The evil person will also try to get you to believe...

2. That if I talk like a gospel-believing Christian I am one, even if my actions don’t line up with my talk.

Remember, Satan masquerades as an angel of light (2 Corinthians 11:13–15). He knows more true doctrine than you or I will ever know, but his heart is wicked. Why? Because although he knows the truth, he does not believe it or live it.
The Bible has some strong words for those whose actions do not match their talk (1 John 3:17,18Jeremiah 7:8,10James 1:22, 26). John the Baptist said it best when he admonished the religious leaders, “Prove by the way you live that you have repented of your sins and turned to God” (Luke 3:8).
If week after week you hear the talk but there is no change in the walk, you have every reason to question someone’s relationship with God.

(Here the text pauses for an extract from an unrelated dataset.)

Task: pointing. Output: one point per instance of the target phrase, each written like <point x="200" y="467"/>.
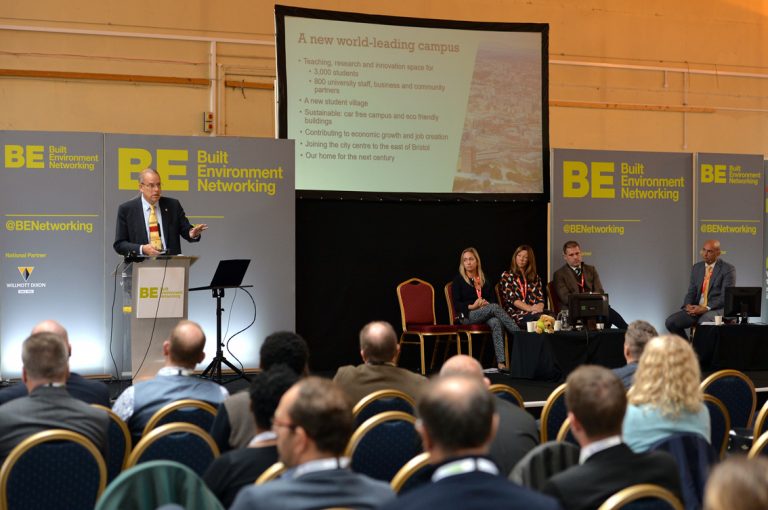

Can an evil person really change?

Part of our maturity as spiritual leaders is that we have been trained to discern between good and evil. Why is that so important? It’s important because evil usually pretends to be good, and without discernment we can be easily fooled (Hebrews 5:14).
When you confront evil, chances are good that the evil heart will stop counseling with you because the darkness hates the light (John 3:20) and the foolish and evil heart reject correction (Proverbs 9:7,8). But that outcome is far better than allowing the evil heart to believe you are on his or her side, or that “he’s not that bad” or “that he’s really sorry” or “that he’s changing” when, in fact, he is not.
Daniel says, “[T]he wicked will continue to be wicked” (Daniel 12:10), which begs the question, do you think an evil person can really change?